What do you love most about Hand to God?
Its ability to pour truth into our throats as we rear our heads back with laughter, like notable director and theatre critic Harold Clurman said.
I love the play’s ability to consistently weave comedy in and out of the tragic subject matter at hand – pun intended. It is so wonderfully ambitious, and when it’s successful, it feels miraculous. The puppet, Tyrone, allows some of this to happen, but every character is written with such charm and efficiency of language, that it allows the actors to invest in ways that enable them to play on that hinge between laughter and tears effortlessly.
But of course the love I have for this play stems deeper than just the successful craftsmanship of the playwright’s intention. It’s the role. It’s the opportunity.
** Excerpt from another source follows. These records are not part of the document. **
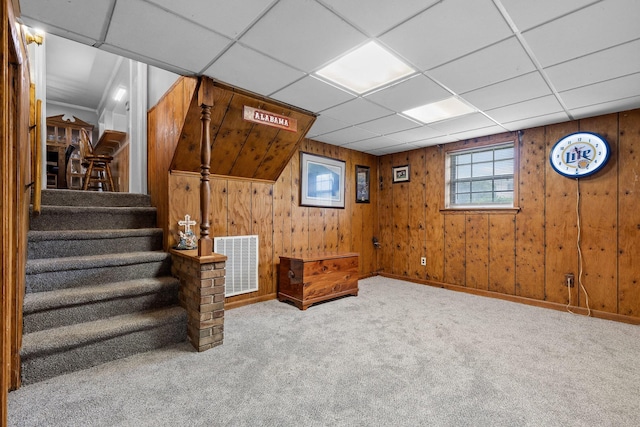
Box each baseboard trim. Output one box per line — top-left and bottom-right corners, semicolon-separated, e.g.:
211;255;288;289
378;271;640;325
224;293;278;310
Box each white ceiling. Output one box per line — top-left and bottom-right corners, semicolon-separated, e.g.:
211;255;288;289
45;34;124;112
20;0;640;155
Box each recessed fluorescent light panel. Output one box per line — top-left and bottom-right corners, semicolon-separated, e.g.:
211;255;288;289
316;41;415;94
402;97;475;124
113;87;127;102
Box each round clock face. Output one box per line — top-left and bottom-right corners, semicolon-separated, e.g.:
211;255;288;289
549;132;610;178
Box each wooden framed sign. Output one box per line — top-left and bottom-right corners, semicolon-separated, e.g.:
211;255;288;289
242;105;298;132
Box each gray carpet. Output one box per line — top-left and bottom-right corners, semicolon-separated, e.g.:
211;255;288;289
9;277;640;426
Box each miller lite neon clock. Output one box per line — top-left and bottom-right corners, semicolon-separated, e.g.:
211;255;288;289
549;132;611;178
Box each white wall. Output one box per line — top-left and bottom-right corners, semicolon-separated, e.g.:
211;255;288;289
147;65;180;109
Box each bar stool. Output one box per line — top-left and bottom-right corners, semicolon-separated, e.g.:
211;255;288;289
80;129;115;191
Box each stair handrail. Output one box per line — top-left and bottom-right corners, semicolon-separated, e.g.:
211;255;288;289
31;99;43;214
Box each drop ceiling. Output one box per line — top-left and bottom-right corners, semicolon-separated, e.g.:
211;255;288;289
20;0;640;155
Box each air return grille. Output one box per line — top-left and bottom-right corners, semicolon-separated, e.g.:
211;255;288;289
213;236;258;297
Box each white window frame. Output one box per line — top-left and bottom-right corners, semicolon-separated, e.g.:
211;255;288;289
444;141;517;209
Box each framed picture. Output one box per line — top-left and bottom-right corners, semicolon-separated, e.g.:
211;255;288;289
300;152;345;208
356;165;370;203
393;165;410;184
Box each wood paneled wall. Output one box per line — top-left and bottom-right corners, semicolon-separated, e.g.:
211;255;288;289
147;77;199;244
169;140;378;308
378;110;640;323
0;0;35;426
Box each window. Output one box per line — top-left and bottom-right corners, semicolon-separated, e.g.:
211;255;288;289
445;143;514;208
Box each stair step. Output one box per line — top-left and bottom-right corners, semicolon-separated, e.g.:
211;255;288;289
27;228;162;259
41;190;151;207
30;206;156;231
23;276;179;333
26;251;171;293
21;307;187;384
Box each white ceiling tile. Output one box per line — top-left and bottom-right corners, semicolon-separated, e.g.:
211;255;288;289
462;72;551;110
366;74;451;111
323;0;437;37
307;115;349;138
560;73;640;110
148;0;273;38
523;0;640;67
358;114;420;135
429;113;496;133
322;98;392;125
449;125;507;141
367;144;421;156
485;95;562;123
502;0;594;31
313;126;377;145
386;126;444;143
106;0;230;73
545;39;640;92
381;0;513;70
20;0;115;44
345;136;405;151
411;135;460;147
241;0;366;72
569;95;640;119
502;112;570;132
428;37;535;93
204;44;304;95
271;76;354;112
100;44;193;76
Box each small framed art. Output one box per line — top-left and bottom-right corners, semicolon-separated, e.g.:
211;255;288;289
300;152;345;208
356;165;371;203
393;165;409;184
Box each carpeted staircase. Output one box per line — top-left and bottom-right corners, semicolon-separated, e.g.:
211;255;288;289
21;190;187;384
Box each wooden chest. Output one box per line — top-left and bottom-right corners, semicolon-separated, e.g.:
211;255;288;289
278;252;358;310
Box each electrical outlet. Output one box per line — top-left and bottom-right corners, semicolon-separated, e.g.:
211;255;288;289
564;273;575;288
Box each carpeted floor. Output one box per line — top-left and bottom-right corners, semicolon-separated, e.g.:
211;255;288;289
9;277;640;426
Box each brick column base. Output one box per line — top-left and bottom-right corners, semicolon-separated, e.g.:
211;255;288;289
171;249;227;351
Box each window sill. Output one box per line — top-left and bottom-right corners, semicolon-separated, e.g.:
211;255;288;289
440;207;520;215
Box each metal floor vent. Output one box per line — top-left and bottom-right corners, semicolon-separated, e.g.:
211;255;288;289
213;236;258;297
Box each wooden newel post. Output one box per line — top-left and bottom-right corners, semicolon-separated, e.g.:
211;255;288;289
198;77;213;256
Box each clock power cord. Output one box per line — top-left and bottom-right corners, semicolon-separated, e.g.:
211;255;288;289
567;178;591;317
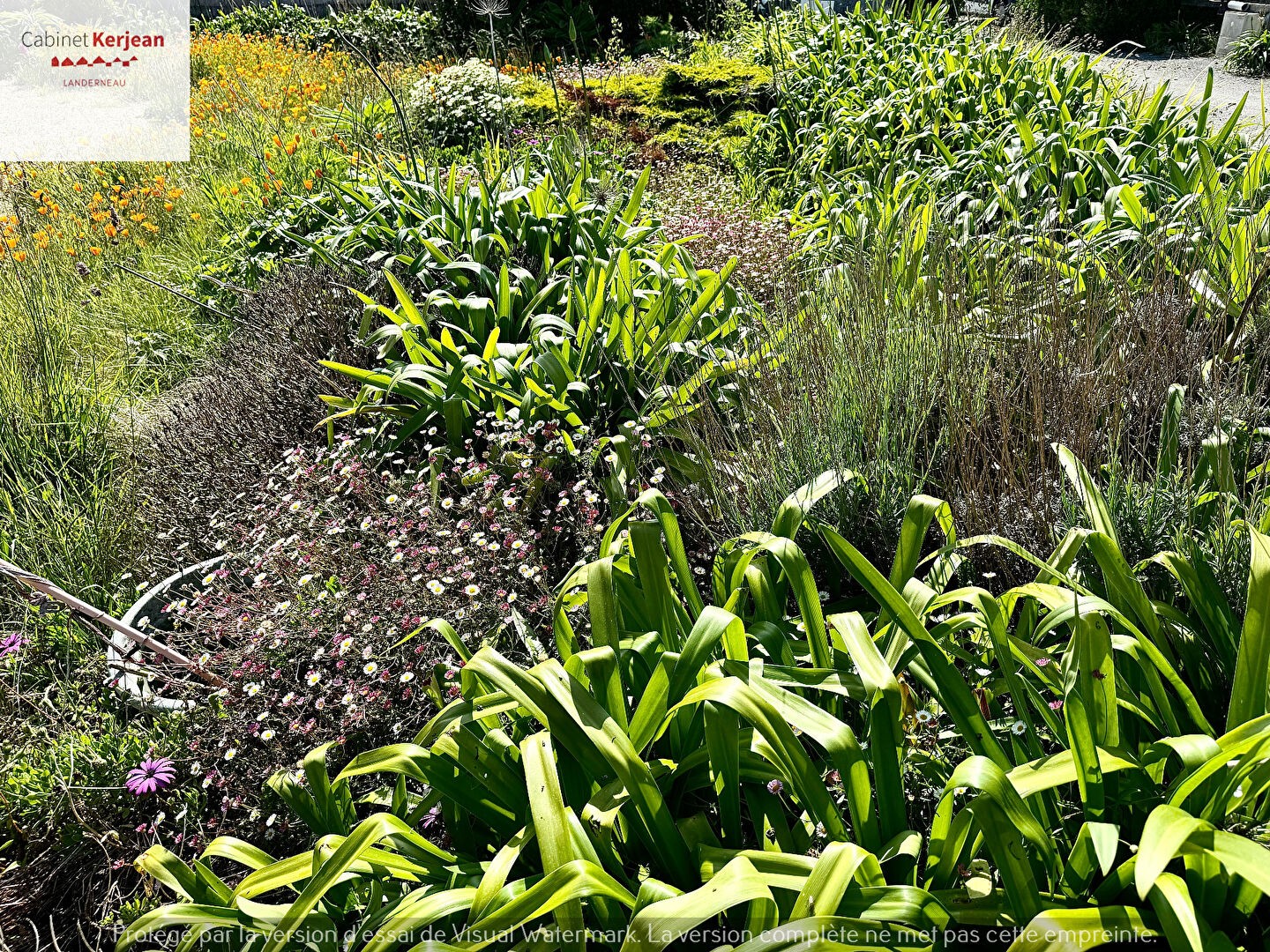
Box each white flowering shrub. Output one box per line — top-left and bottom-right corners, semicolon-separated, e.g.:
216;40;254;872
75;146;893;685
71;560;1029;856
410;60;520;145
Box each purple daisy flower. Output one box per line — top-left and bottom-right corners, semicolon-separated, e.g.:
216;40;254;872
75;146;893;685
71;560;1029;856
123;756;176;797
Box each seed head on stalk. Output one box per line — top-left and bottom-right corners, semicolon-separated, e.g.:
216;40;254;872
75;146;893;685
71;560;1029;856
470;0;511;140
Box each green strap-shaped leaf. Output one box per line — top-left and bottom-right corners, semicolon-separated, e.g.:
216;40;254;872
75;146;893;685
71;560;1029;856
1226;529;1270;731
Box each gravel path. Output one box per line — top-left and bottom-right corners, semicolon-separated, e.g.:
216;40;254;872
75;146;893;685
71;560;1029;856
1100;55;1270;139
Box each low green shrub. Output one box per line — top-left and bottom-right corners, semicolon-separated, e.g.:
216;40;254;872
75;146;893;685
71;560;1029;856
658;60;773;115
119;457;1270;952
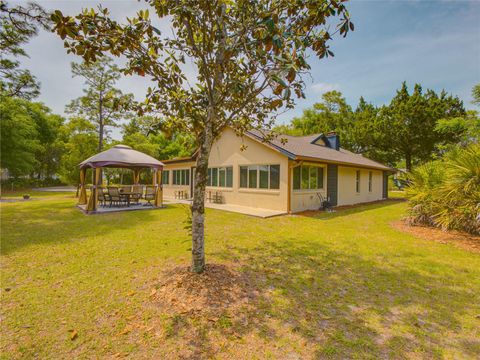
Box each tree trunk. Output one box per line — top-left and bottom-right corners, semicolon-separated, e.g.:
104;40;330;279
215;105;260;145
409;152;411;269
405;152;412;172
192;129;213;273
98;92;104;184
98;92;103;152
I’ve been playing around with puppets my whole life – so this role is pretty special. There’s nothing else like it.
To create a role for a puppeteer that challenges on such a deep emotional and comedic level, as an actor, it’s just so unbelievably rare. I’ve never enjoyed a greater challenge in my life.
What would audiences be surprised to know about you?
- I don’t drink coffee.
- I meditate every other day.
- I don’t make my bed in the morning – Sorry mom!
- I love aquariums.
- I held onto a camel’s neck for dear life once…while wearing a clown nose.
- Someone thought I was actually Toby Maguire once – I was buying shoes at a Payless.
- I was born half deaf, and had corrective surgery on my ear when I was three years old.
- Sometimes, I legitimately do not know what Tyrone will do next in the play. On occasion, I actually do surprise myself (or he surprises me, rather) and he’ll change his blocking, improvise something he’s never said before, or whisper things in my ear. He’s a really bad scene partner because he makes it all about him and it’s a little hard to grasp that reality, but it’s real. I just really hope that he knows all his lines, because in rehearsal he would often scream at me or the stage manager and demand his lines in a really rude way. I know he loves me, but sometimes it’s hard to tell.